By Staff | Jan 11, 2011

A third soldier accused of murdering Afghan civilians will go before a military court for a trial, according to information released last week.
The general court-martial convening authorities referred court-martial charges against Staff Sgt. Calvin Gibbs, 25, of Billings, Mont., to a general court-martial, according to Maj. Kathleen Turner, spokeswoman for the I Corps Public Affairs Office at Joint Base Lewis-McChord in Washington.
“Joint Base Lewis-McChord officials emphasize that the charges are merely an accusation and that the accused is presumed innocent until prove guilty,” she wrote in a prepared statement Friday.
A military judge will arraign Gibbs and set dates for potential motion hearings and the trial, Turner reported. No trial date had been set as of Tuesday.
U.S. forces announced in May that five soldiers, including one from Cape Coral, had been implicated in the deaths of three civilians between January and May of 2010. All five were assigned to B Company, 2nd Battalion, 1st Infantry Regiment, 5th Stryker Brigade Combat Team, 2nd Infantry Division.
Spc. Adam Winfield, 21, of the Cape is accused of killing Mullah Adahdad by throwing a grenade at him and shooting him with a rifle on or about May 2, according to charge sheets. Pvt. 1st Class Andrew Holmes, 19, of Boise, Idaho, is accused of killing Gul Mudin in the same manner on or about Jan. 31.
Spc. Michael Wagnon, 29, of Las Vegas, Nev., is charged with killing Marach Agha by shooting him with a rifle on or about Feb. 22. The sheets also state that Wagnon obtained a hard drive containing evidence of the murders and asked another soldier to erase the information.
On Oct. 15, Spc. Jeremy Morlock, 22, of Wasilla, Alaska, became the first solider to have the general court-martial convening authorities refer court-martial charges against him to a general court-martial.

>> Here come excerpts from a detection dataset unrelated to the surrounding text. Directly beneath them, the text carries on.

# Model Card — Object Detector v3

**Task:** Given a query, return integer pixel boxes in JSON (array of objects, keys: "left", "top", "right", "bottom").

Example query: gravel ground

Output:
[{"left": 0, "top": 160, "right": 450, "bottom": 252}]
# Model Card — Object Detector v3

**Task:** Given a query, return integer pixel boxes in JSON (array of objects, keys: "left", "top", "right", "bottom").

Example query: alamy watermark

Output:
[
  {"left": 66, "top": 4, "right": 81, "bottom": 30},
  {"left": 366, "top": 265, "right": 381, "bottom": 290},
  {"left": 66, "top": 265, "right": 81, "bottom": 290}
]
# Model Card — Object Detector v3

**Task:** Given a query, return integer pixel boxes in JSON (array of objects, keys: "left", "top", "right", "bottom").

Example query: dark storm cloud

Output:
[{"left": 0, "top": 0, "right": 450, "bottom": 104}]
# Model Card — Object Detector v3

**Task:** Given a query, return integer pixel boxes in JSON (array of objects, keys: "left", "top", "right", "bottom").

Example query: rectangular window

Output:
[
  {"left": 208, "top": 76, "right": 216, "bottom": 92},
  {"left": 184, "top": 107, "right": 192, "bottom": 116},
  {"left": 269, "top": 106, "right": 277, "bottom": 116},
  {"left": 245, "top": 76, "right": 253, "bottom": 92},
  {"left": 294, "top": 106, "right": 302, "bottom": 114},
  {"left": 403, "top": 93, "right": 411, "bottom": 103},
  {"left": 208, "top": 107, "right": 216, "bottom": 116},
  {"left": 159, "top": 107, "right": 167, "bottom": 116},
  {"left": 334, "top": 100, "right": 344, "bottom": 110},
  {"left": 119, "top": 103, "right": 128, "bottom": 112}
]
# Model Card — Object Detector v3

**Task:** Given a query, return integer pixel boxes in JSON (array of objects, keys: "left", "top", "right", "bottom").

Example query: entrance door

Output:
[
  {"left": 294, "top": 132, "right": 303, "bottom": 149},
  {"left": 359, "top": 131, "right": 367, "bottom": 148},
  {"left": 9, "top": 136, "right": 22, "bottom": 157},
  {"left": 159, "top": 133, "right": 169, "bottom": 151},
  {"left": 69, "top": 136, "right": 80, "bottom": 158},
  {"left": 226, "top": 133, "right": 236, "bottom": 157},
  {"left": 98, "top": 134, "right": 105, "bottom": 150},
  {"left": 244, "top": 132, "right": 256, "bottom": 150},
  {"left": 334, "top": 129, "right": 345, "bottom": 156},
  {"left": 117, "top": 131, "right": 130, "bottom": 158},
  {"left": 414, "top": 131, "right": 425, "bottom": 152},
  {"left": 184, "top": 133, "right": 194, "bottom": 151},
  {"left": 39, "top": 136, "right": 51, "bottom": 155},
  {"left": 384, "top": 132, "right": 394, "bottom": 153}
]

On Dec. 3, Winfield became the second in the group to be referred court-martial charges.
Both had been arraigned as of Tuesday, but no trial dates had been set.
Winfield waived his rights for an Article 32 hearing prior to the case being referred to a general court-martial, Turner reported in prepared statement
Morlock was referred to a court-martial following an Article 32 hearing.
Morlock is facing three specifications of premeditated murder and one specification each of assault, conspiracy to commit premeditated murder, conspiracy to commit assault and battery, wrongfully endeavoring to impede an investigation, wrongfully using a controlled substance and violating a general order.
Winfield faces one specification each of premeditated murder, committing an assault with a dangerous weapon, conspiracy to commit premeditated murder, conspiracy to commit aggravated assault with a dangerous weapon and wrongfully using a controlled substance.
Both men face a maximum punishment of imprisonment for life without the possibility of parole if convicted on all their charges, according to Turner.
Gibbs faces three specifications of premeditated murder, along with two specifications each of conduct prejudicial to good order and discipline, wrongfully endeavoring to impede an investigation and dereliction of duty.
He also is facing one specification each of unlawfully striking another solider, committing an assault with a dangerous weapon, conspiracy to commit premeditated murder, conspiracy to commit assault consummated by battery, conspiracy to commit aggravated assault with a dangerous weapon, wrongfully communicating a threat to injure and violating a general order.
According to Turner, Gibbs faces a maximum punishment of imprisonment for life without the possibility of parole if convicted on all charges as well.
Holmes had an Article 32 hearing Nov. 12. He faces one specification of conspiracy to commit premeditated murder, conspiracy to commit assault consummated by battery, committing assault with a dangerous weapon and conduct prejudicial to good order and discipline.
Wagnon had an Article 32 hearing Nov. 19. He faces one specification of conspiracy to commit premeditated murder, conspiracy to commit assault consummated by battery, committing assault with a dangerous weapon and conduct prejudicial to good order and discipline.
No decision had been made in either case as of Tuesday, Turner reported.